## MCJ6 FCN Module

# Exploit High-Performance FPGAs for Complex Signal and Image Processing

- FPGA compute nodes fully integrated in a RACE++® VME system
- Improves performance by a factor of 20 over RISC processors for some algorithms
- Partition applications between FPGAs and G4 processors for configuration flexibility
- Lower size, weight, cost, and power consumption
- FDK and support services significantly reduce development time and risks

The RACE++® Series MCJ6 FCN board from Mercury Computer Systems provides a flexible, manageable way to exploit the power of field programmable gate arrays (FPGAs) in RACE++ multicomputer systems. The MCJ6 FCN module is a 6U VME board with two Xilinx® Virtex™-II Pro P70 FPGAs. Each seven-million gate FPGA is connected to the RACE++ switch fabric via an onboard crossbar.

Each FPGA is supported by both SRAM and DRAM to maximize its effectiveness as a compute node. Together, an FPGA and its memory chips are referred to as an FPGA compute node (FCN).

### High-Capacity I/O Connections

MCJ6 FCN modules provide full-duplex fiber-optic and copper serial connections for each FCN, as well as LVDS lines for parallel I/O, giving each board over 6 GB/s of direct I/O capacity. Delivering I/O directly to the FPGAs allows these devices to perform repetitive operations that reduce data volume before passing it on to the balance of the system. This feature permits handling of more I/O without increasing the system processor count.
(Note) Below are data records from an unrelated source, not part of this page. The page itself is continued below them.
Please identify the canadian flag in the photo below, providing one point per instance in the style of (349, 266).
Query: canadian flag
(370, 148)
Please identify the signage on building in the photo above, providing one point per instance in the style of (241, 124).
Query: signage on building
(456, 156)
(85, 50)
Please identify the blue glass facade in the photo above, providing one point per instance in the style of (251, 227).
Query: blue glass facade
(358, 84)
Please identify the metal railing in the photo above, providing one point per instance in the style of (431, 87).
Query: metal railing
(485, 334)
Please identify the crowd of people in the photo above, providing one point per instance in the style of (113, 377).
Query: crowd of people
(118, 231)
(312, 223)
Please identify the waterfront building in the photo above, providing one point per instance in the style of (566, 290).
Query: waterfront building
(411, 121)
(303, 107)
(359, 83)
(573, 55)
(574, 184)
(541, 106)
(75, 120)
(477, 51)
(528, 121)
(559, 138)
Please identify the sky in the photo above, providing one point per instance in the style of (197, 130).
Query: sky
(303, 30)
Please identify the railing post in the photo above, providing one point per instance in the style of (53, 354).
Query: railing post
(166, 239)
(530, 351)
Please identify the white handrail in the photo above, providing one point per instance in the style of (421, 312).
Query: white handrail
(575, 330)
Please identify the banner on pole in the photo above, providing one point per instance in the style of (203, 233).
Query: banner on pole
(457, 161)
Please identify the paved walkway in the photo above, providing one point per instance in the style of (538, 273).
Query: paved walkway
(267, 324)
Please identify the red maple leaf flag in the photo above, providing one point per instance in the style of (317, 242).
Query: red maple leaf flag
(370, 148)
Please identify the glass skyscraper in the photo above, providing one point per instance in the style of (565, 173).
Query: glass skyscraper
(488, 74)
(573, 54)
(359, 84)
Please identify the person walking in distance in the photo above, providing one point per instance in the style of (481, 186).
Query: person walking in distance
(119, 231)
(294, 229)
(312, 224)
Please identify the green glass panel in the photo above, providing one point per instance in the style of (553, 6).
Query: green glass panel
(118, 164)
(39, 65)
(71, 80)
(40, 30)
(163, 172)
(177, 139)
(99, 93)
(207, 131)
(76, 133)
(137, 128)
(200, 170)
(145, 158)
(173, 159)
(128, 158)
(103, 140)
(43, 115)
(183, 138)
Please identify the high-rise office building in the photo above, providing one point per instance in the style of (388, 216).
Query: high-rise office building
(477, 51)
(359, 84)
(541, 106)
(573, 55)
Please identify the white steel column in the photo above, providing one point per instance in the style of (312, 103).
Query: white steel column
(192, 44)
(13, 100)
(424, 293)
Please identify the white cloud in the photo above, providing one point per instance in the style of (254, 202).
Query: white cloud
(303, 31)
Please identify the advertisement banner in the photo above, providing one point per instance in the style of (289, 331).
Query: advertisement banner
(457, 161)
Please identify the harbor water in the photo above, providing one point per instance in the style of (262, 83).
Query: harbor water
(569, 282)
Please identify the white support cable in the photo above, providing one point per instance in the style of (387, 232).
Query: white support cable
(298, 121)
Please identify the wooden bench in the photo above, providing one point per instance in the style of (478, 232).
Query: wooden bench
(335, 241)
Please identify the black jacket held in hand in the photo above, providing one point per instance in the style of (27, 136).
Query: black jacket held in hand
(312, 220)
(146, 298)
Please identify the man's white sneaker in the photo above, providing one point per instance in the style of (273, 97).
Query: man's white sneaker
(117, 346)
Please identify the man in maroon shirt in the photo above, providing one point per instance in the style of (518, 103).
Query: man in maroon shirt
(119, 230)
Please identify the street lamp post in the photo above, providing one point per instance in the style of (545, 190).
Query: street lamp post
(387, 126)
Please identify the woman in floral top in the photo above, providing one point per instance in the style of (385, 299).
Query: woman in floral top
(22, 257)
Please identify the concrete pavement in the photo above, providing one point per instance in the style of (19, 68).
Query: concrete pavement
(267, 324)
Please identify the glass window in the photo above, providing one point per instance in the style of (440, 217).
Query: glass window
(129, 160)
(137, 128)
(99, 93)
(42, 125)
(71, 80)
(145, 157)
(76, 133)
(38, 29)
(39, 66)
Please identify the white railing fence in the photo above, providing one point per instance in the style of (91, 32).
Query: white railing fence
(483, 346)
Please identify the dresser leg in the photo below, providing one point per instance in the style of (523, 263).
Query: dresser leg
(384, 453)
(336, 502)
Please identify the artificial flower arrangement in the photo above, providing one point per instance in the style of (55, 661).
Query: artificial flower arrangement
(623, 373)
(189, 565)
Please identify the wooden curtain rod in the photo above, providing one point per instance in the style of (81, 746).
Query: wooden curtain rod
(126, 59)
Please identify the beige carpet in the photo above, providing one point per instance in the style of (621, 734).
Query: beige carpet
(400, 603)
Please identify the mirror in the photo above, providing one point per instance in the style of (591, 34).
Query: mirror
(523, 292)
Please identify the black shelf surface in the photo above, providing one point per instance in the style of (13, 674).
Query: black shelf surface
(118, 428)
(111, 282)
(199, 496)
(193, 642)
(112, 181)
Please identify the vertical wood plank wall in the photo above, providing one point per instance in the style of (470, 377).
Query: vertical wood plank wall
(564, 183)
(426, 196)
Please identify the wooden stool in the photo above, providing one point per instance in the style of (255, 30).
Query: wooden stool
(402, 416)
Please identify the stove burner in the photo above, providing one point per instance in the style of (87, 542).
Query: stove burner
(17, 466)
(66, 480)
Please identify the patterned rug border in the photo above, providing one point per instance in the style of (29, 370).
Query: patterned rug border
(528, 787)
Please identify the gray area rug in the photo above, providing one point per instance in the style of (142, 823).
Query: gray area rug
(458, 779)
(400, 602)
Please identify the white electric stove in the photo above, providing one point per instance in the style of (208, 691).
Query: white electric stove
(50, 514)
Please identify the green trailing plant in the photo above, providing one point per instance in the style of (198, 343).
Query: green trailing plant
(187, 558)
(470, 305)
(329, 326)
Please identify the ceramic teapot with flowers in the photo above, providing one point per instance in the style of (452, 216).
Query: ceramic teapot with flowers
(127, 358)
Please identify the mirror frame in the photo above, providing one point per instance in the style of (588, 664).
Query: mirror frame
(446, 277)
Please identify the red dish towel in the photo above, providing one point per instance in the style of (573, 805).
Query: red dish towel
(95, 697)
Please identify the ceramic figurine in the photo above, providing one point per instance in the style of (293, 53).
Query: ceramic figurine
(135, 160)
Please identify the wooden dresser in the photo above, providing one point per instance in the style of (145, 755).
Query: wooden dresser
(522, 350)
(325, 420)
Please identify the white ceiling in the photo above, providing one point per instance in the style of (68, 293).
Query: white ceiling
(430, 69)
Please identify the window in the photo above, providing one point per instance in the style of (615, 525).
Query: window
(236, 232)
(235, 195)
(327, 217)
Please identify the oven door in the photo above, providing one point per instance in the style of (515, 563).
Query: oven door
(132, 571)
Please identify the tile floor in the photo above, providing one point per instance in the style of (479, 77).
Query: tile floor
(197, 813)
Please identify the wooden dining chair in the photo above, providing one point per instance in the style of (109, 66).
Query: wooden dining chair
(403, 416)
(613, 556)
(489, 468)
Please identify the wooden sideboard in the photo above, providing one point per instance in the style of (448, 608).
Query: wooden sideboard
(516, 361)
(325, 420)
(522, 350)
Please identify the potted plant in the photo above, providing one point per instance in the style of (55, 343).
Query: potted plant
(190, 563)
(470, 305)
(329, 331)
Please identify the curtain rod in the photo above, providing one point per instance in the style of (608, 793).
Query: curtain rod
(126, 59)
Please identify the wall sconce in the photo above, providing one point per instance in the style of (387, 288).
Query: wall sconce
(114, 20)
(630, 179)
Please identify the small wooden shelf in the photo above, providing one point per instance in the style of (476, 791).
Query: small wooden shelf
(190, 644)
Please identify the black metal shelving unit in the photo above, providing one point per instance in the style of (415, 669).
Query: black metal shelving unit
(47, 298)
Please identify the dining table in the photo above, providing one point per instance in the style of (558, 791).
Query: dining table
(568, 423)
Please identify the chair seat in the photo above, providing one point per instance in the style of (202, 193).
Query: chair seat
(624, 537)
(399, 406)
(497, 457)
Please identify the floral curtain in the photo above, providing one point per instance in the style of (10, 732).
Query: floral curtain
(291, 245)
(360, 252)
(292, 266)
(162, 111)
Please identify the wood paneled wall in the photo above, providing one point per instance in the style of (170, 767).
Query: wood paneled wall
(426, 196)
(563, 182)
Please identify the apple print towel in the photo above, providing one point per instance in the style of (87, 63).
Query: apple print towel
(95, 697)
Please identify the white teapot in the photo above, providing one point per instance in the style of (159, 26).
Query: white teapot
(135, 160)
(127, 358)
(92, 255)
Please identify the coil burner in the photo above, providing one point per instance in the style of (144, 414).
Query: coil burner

## Partition Applications Easily between FPGAs and PowerPCs

MCJ6 FCN boards can be configured in RACE++ systems with other VME boards, including boards carrying PowerPC® compute nodes and I/O devices, as well as other MCJ6 FCN boards. Because FPGAs in Mercury systems operate as a seamless element of the RACE++ environment, developers can partition their applications between performance-leveraging segments that run best on the FPGA and portions that can execute on easier-to-program PowerPC microprocessors.



Mercury's FPGA technology adds the versatility of nearly instant reconfiguration. High-speed reconfiguration facilitates dynamic, system-level changes in mission and operating mode. An onboard configuration manager can load new bitstreams into either FPGA upon user or application command in less than 100 ms. Bitstreams can be obtained over the RACE++ fabric from stored files or off-board Flash, optimally staged by off-board SDRAM.

### Off-the-Shelf IP for RACE++ and Memory Interfaces

Through the FPGA Development Kit (FDK), Mercury delivers the MCJ6 FCN module with intellectual property for the RACE++ fabric interface, memory transfers, and I/O management. Users need only incorporate their application-related algorithmic firmware to create complete FPGA bitstreams. Users can create their own FPGA-based solutions with Mercury's help, or contract Mercury to develop the FPGA-resident portion of an application for a complete turnkey solution.



Figure 1. Mercury's scalable solution

#### **FPGA Compute Nodes**

Each 6U VME board contains two fully connected FPGA compute nodes. The heart of each FCN is a seven-million gate Xilinx Virtex-II Pro FPGA with its own memory, I/O, and RACE++ fabric connections. The 8 MB of QDR II SRAM in each FCN provides low-latency memory with peak access rates of 6.4 GB/s. Larger datasets can be staged in the 128 MB RLDRAM II of each FCN. High-bandwidth data transfers are realized through the Mercury-provided memory controller IP.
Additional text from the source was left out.